Given that $B_t$ is standard Brownian Motion.I am supposed to find
$$ \mathop{\mathbb{E}_{B_t = x}} \int_{t}^{T}{B_s}^2ds$$
I used Ito's lemma and ended up with a PDE as follows
$$u_t + u_{xx} + x^2 = 0$$
with the condition
$$ u(T,x) = 0 $$
How would you go about solving the differential equation?

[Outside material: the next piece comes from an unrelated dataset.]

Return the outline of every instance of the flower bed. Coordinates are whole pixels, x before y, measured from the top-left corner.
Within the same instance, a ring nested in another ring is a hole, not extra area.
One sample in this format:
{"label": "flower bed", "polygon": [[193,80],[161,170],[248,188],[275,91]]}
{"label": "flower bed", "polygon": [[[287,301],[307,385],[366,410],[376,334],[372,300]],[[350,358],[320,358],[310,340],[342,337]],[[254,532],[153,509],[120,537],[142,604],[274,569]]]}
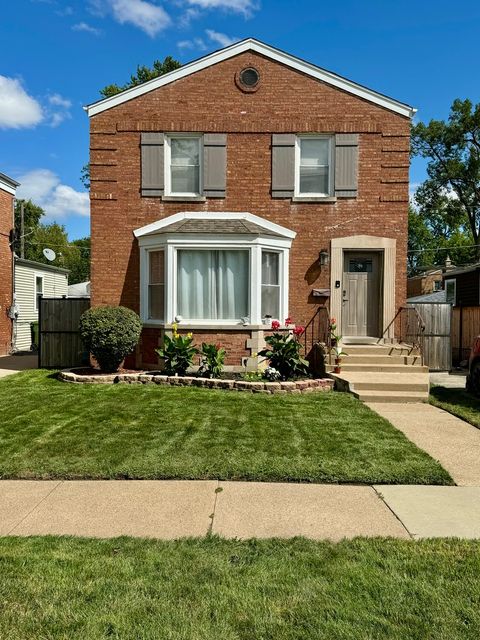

You seem to be asking for the value of $$u(t,x)=E\left(X_t\mid B_t=x\right)$$ for every $t$ in $(0,T)$ and every $x$, where $$X_t=\int_t^TB_s^2ds$$ Fix some $t$ in $(0,T)$. For every $s>t$, $$B_s=B_t+W_{s-t}$$ where $(W_u)$ is a standard Brownian motion independent of $B_t$. One knows that $E(W_u)=0$ and $E(W_u^2)=u$, hence the expansion $$X_t=\int_0^{T-t}(B_t^2+2B_tW_u+W_u^2)du$$ yields $$u(t,x)=\int_0^{T-t}(x^2+2x\cdot0+u)\,du$$ and finally, $$u(t,x)=(T-t)x^2+\tfrac12(T-t)^2$$